A CAPS Investigation uncovers consumer fraud and reveals need for ordinances
Los Angeles, CA – November 02, 2016 – The Companion Animal Protection Society’s recent investigation of nearly every Southern California pet shop has uncovered a pattern of deceptive and illegal practices. Pet shops are routinely misleading customers about the sources of the puppies and kittens they sell. Some shops are outright refusing to disclose the sources, which is a violation of California law.
Undercover With CAPS: An Investigation of Southern California Pet Shops from CAPS on Vimeo.
A short documentary CAPS is releasing today features the nonprofit organization’s undercover investigations of Southern California pet shops and some of the puppy mills supplying them. The documentary reveals the ways in which pet shop employees often assure prospective customers that none of the animals in their stores come from “puppy mills,” sometimes even claiming that their puppies and kittens are privately bred in “loving homes.”
However, as the video makes clear:
“We also investigated the Midwest breeding facilities that supply puppies and kittens to Southern California pet shops,” said CAPS President Deborah Howard. “Our investigator typically found dogs and cats living in cramped, filthy cages, usually stacked together with hundreds of other animals. They were definitely puppy and kitten mills.”
CAPS provided the California Attorney General with evidence for several pet shops that appear to be violating The Consumer Legal Remedies Act. CAPS is also working with local municipalities to pass laws banning the retail sale of dogs, cats, and rabbits.
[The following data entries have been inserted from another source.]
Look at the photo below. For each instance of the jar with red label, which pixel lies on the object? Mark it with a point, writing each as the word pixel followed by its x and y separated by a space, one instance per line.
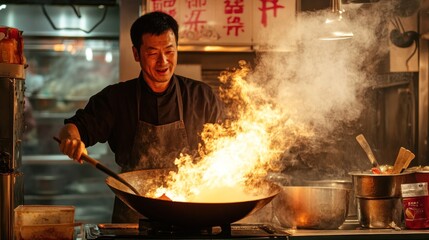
pixel 414 201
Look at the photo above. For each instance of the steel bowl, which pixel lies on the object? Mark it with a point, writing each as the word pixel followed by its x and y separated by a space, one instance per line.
pixel 340 183
pixel 311 207
pixel 380 213
pixel 369 185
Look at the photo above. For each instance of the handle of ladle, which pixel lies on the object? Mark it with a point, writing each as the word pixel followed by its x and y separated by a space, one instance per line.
pixel 106 170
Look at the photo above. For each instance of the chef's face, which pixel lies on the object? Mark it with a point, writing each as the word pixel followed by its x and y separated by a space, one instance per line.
pixel 157 58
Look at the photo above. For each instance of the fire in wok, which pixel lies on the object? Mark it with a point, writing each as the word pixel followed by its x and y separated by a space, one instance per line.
pixel 187 214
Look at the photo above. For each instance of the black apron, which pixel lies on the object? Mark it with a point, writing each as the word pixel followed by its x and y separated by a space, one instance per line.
pixel 155 146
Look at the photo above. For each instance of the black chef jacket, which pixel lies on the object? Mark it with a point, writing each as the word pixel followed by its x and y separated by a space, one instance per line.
pixel 110 115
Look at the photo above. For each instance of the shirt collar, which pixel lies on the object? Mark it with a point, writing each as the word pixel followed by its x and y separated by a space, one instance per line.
pixel 147 89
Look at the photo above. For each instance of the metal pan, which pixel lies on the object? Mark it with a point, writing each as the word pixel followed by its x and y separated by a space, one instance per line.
pixel 184 214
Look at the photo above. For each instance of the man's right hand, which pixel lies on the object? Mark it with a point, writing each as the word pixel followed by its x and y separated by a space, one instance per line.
pixel 71 145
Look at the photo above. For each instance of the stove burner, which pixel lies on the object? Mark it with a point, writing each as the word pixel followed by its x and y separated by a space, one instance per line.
pixel 159 228
pixel 155 230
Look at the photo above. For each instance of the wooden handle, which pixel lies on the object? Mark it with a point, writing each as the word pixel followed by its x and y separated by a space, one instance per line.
pixel 103 168
pixel 365 146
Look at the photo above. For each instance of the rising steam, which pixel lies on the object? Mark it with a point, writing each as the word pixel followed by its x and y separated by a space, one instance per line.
pixel 289 100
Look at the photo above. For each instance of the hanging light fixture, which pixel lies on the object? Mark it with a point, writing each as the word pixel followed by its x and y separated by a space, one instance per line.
pixel 335 26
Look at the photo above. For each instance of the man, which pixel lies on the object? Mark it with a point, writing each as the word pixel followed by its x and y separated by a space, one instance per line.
pixel 149 120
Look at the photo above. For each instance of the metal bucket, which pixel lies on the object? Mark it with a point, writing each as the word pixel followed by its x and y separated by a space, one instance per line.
pixel 379 198
pixel 311 207
pixel 380 213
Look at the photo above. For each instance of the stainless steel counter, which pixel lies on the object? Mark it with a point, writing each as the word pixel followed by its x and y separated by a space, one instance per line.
pixel 351 231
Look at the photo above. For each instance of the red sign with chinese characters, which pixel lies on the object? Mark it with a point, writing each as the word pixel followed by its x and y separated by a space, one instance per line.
pixel 227 22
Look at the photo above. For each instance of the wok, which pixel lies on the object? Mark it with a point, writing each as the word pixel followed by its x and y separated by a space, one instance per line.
pixel 184 214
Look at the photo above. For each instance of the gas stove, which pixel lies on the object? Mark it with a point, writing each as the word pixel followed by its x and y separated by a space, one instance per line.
pixel 147 229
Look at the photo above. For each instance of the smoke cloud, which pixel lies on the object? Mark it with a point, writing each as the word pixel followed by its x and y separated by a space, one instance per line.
pixel 321 84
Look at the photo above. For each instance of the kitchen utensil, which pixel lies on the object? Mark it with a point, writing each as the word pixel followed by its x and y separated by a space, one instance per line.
pixel 379 198
pixel 103 168
pixel 369 185
pixel 185 214
pixel 407 163
pixel 365 146
pixel 338 183
pixel 403 159
pixel 312 207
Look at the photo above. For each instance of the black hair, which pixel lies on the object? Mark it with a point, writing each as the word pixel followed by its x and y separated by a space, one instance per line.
pixel 154 23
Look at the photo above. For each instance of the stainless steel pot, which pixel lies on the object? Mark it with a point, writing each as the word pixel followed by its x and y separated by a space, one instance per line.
pixel 380 213
pixel 186 214
pixel 369 185
pixel 379 198
pixel 312 207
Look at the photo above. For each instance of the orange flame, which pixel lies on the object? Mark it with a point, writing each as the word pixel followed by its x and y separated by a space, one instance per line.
pixel 236 152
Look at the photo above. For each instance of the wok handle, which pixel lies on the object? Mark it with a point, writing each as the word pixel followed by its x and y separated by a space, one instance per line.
pixel 103 168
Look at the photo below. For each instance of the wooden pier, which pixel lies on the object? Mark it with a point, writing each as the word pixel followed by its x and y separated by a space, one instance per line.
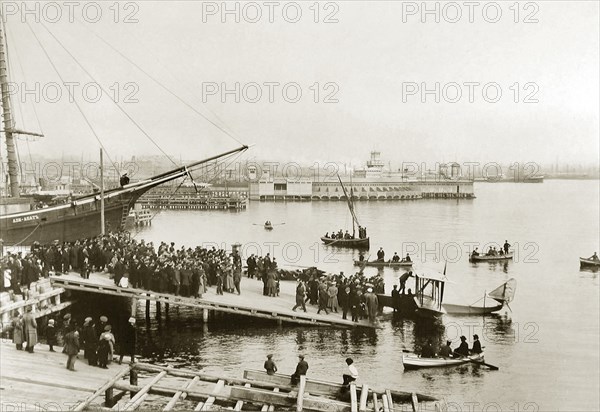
pixel 166 387
pixel 42 298
pixel 40 380
pixel 251 302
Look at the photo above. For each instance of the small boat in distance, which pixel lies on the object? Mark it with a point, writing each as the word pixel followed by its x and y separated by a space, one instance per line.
pixel 413 361
pixel 589 262
pixel 352 241
pixel 491 258
pixel 378 263
pixel 503 295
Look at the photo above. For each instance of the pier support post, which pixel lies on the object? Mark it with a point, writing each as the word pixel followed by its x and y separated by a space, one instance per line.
pixel 109 398
pixel 133 307
pixel 132 381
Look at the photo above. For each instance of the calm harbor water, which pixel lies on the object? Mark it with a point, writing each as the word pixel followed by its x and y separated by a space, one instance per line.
pixel 547 348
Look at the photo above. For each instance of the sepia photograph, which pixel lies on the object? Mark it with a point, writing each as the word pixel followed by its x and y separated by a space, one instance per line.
pixel 310 205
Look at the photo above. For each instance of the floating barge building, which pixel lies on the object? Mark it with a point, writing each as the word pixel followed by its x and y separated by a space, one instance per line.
pixel 371 183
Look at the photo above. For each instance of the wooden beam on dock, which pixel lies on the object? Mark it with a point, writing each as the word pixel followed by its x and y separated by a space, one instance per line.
pixel 208 404
pixel 180 394
pixel 414 402
pixel 238 308
pixel 136 401
pixel 239 404
pixel 267 407
pixel 384 402
pixel 390 400
pixel 81 406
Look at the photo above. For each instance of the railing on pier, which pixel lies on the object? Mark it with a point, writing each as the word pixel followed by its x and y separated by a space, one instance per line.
pixel 256 391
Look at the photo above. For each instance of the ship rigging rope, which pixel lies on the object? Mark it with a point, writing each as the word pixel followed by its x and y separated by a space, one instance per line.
pixel 107 93
pixel 188 105
pixel 7 32
pixel 234 157
pixel 71 95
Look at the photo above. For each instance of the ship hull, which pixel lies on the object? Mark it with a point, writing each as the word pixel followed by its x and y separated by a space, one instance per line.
pixel 65 223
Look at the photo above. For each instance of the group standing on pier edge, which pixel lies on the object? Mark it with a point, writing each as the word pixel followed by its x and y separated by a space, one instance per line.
pixel 96 339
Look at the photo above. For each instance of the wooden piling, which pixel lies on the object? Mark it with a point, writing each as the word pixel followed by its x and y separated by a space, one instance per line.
pixel 414 401
pixel 364 395
pixel 353 401
pixel 300 397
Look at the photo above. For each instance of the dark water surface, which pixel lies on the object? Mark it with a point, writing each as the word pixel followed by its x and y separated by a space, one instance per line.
pixel 547 348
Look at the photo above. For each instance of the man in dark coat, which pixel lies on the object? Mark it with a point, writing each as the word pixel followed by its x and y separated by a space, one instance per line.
pixel 90 341
pixel 344 300
pixel 129 341
pixel 72 348
pixel 301 369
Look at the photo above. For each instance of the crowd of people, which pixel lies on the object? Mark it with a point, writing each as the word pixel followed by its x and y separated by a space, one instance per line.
pixel 337 293
pixel 95 338
pixel 428 351
pixel 492 251
pixel 340 234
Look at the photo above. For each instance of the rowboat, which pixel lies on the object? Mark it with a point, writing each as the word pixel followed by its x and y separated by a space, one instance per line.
pixel 491 258
pixel 413 361
pixel 429 293
pixel 502 295
pixel 326 388
pixel 353 243
pixel 588 263
pixel 383 264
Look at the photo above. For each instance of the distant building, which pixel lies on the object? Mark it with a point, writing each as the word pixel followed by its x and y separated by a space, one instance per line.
pixel 372 182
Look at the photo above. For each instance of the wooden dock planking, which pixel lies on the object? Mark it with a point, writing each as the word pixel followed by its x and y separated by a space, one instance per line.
pixel 31 381
pixel 250 303
pixel 181 394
The purpose of these ordinances is to encourage pet shops to instead offer shelter and rescue animals for adoption. As a leader in the pet shop ordinance movement, CAPS was behind laws in Los Angeles, San Diego, West Hollywood, and Glendale, but many Southern California municipalities still have pet shops that sell puppies, kittens and rabbits.
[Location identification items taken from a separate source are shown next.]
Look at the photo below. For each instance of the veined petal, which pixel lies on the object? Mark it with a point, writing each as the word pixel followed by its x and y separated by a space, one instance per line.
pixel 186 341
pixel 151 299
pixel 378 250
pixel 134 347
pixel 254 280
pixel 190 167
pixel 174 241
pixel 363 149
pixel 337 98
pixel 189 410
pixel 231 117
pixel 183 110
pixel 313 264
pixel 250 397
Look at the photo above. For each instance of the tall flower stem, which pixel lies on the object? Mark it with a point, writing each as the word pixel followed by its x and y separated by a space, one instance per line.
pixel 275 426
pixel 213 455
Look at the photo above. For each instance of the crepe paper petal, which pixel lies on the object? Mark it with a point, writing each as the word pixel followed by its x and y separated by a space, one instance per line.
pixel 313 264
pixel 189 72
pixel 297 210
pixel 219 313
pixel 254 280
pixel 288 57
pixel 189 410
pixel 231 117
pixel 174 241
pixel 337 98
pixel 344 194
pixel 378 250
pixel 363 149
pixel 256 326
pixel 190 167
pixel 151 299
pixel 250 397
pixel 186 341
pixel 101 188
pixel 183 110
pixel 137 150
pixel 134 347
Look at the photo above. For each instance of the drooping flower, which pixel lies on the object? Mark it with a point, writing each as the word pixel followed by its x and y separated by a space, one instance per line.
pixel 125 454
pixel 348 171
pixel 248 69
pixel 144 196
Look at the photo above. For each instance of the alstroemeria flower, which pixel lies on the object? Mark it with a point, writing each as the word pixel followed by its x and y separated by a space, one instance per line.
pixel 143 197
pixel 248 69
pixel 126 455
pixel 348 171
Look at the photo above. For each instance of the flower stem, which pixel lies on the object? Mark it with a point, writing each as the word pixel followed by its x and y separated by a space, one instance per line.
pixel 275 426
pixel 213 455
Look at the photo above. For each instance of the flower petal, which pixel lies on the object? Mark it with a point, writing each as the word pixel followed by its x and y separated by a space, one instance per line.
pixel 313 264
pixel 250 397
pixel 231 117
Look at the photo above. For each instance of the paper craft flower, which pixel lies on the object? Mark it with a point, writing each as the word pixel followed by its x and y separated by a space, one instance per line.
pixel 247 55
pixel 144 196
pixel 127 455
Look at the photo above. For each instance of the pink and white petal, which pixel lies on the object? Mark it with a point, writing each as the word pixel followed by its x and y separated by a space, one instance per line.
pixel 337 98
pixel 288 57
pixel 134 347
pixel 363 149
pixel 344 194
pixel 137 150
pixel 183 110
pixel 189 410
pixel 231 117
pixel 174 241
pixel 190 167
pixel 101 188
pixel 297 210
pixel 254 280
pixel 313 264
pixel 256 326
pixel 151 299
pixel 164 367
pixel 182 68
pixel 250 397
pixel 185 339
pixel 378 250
CAPS was the first animal organization to protest inside a shopping mall, a protected activity under the California Constitution. The first such protest was in Los Angeles at Westside Pavilion; it was a protest against Barkworks, a chain of seven stores (now four). The CAPS protests at Westside Pavilion had as many as 130 participants, including one protest with 60 inner city high school students. CAPS was also responsible for converting four pet shops into humane adoption centers in just eight months.